Geo: Volcanic islands past & present
2004 was the deadliest year for earthquakes since the Renaissance Age, according to the United States Geological Survey. The Indian Ocean tsunamis proved deadlier than any natural disaster since 1556, leading many to wonder if the earth has somehow become unbalanced, or if what we are witnessing is nature gone wild.
Look across deep time, however, and the events of last December can be seen as part of immensely slow geological processes that have gone on for billions of years. "An earthquake of this magnitude, in this part of the world, has probably occurred about a million times [in the last two hundred million years]," Christopher Scotese, a geophysicist at the University of Texas-Arlington, told CNN.

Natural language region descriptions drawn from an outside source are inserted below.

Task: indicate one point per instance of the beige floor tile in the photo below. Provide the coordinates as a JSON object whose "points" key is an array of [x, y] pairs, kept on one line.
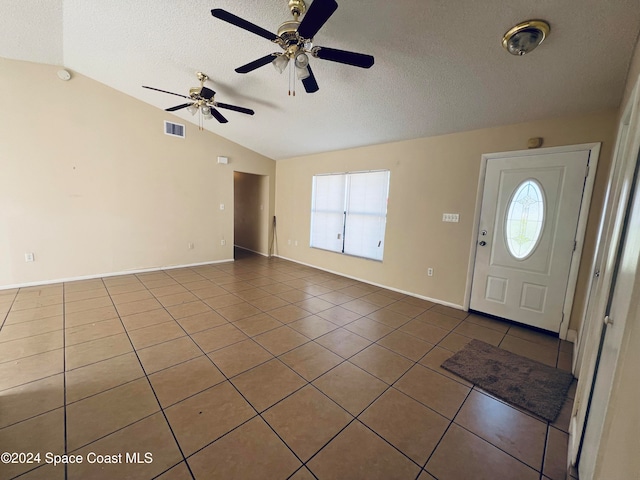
{"points": [[359, 453], [454, 342], [281, 340], [406, 345], [226, 458], [520, 435], [202, 321], [435, 358], [338, 315], [311, 360], [96, 350], [424, 331], [555, 458], [131, 308], [461, 454], [44, 433], [29, 369], [25, 347], [343, 342], [452, 312], [433, 390], [31, 399], [369, 329], [473, 330], [267, 384], [237, 311], [92, 331], [314, 305], [389, 317], [104, 413], [382, 363], [85, 294], [89, 316], [98, 377], [406, 308], [185, 379], [154, 334], [313, 326], [167, 354], [534, 351], [350, 387], [149, 438], [408, 425], [179, 472], [145, 319], [33, 314], [492, 323], [36, 302], [439, 320], [218, 337], [239, 357], [204, 417], [306, 421], [129, 297], [289, 313], [188, 309]]}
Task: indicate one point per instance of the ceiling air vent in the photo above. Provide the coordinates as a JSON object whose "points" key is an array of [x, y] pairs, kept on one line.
{"points": [[174, 129]]}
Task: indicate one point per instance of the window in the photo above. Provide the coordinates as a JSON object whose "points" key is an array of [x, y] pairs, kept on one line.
{"points": [[349, 213], [525, 218]]}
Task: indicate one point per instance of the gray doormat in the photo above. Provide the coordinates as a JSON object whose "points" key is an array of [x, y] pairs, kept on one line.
{"points": [[528, 384]]}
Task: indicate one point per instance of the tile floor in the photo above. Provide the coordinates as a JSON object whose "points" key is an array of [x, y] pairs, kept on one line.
{"points": [[258, 369]]}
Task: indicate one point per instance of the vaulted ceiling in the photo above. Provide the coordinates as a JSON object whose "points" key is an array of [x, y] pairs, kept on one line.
{"points": [[439, 65]]}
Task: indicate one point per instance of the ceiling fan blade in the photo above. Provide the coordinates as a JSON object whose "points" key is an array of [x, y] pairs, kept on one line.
{"points": [[310, 84], [218, 115], [164, 91], [242, 23], [235, 108], [342, 56], [261, 62], [317, 15], [177, 107]]}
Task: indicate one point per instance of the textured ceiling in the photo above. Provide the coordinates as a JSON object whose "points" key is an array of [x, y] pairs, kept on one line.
{"points": [[440, 67]]}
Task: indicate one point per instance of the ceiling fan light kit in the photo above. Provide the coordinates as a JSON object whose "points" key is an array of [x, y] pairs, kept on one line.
{"points": [[525, 37], [295, 37]]}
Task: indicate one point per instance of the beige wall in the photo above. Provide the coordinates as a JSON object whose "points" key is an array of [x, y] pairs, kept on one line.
{"points": [[251, 199], [91, 185], [429, 176], [618, 454]]}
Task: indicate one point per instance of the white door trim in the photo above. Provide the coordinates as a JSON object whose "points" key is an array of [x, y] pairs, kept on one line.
{"points": [[594, 153]]}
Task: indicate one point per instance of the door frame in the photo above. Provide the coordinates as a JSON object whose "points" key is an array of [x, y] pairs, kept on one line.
{"points": [[594, 154]]}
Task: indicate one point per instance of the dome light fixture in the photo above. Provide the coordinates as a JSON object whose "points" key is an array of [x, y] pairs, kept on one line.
{"points": [[525, 37]]}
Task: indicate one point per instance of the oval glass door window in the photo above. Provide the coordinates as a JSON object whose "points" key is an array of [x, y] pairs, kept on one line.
{"points": [[525, 217]]}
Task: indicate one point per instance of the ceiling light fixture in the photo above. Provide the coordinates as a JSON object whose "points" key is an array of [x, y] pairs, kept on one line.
{"points": [[525, 37]]}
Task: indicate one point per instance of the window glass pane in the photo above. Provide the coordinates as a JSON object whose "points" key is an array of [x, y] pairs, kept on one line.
{"points": [[327, 211], [525, 218], [366, 214]]}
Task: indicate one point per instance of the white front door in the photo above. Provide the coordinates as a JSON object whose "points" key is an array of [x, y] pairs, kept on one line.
{"points": [[526, 236]]}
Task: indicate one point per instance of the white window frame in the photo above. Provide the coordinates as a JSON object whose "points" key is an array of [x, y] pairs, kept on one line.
{"points": [[347, 215]]}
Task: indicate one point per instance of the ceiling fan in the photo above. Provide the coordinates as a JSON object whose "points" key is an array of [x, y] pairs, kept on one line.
{"points": [[295, 37], [202, 100]]}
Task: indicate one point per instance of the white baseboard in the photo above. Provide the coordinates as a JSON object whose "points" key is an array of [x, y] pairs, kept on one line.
{"points": [[110, 274], [411, 294]]}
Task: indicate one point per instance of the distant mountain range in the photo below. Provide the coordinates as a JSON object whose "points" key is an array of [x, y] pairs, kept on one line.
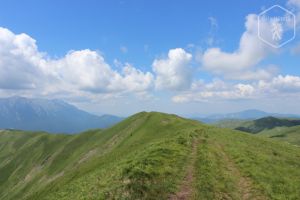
{"points": [[243, 115], [54, 116]]}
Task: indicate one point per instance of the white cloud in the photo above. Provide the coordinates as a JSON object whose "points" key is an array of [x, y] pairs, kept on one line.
{"points": [[173, 72], [279, 86], [22, 66], [294, 3], [242, 61], [19, 61], [215, 90]]}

In Connecticut, geologists have described an area of bedrock that suggests similar sorts of earthquakes may have also occurred during the time eastern North America was being stitched together, nearly half a billion years ago.
The cause of the Indian Ocean tsunamis was a "megathrust" event, where a portion of the earth's crust known as the Indian Plate slipped along and under an adjoining portion of crust known as the Burma Plate. The forces involved in these "oceanic-oceanic" convergences are immense. This most recent megathrust caused an earthquake deep beneath the Indian Ocean, generating massive waves that quickly spread hundreds across hundreds of miles of its surface.
Studies of the area reveal a deep oceanic trench, called the Sunda Trench, that marks a boundary where the Indian and Burma plates converge, forcing the Indian plate beneath, and into the earth's core. Adjacent is a string of volcanic islands, the island arc of Sumatra, formed as the tremendous heat and pressure of plate collisions press molten rock up to the surface.
Look at the Bedrock Geologic Map of Connecticut and an area thought to be the remains of an ancient volcanic island arc can be seen just east of the Hartford Basin, the state's central lowlands. Known as the Bronson Hills, these islands are thought to have been formed as oceanic plates beneath a former ocean, Iapetus, converged perhaps a half a billion years ago.
Most of the state today is made up of what was once the seafloor beneath Iapetus, long since metamorphosed into gneiss and schist as the ocean narrowed and eventually closed. In between is another area of gneiss and schist believed to have been formed by the metamorposis of the Bronson Hills island arc.
We will never know exactly what occurred during the time North America and our region were formed, but we are able to form a picture from events such as the tragedy of the Indian Ocean earthquake and tsunamis. It was the renowned geologist James Hutton who saw the present as the key to understanding the geologic past, and that insight still guides much of geological science today.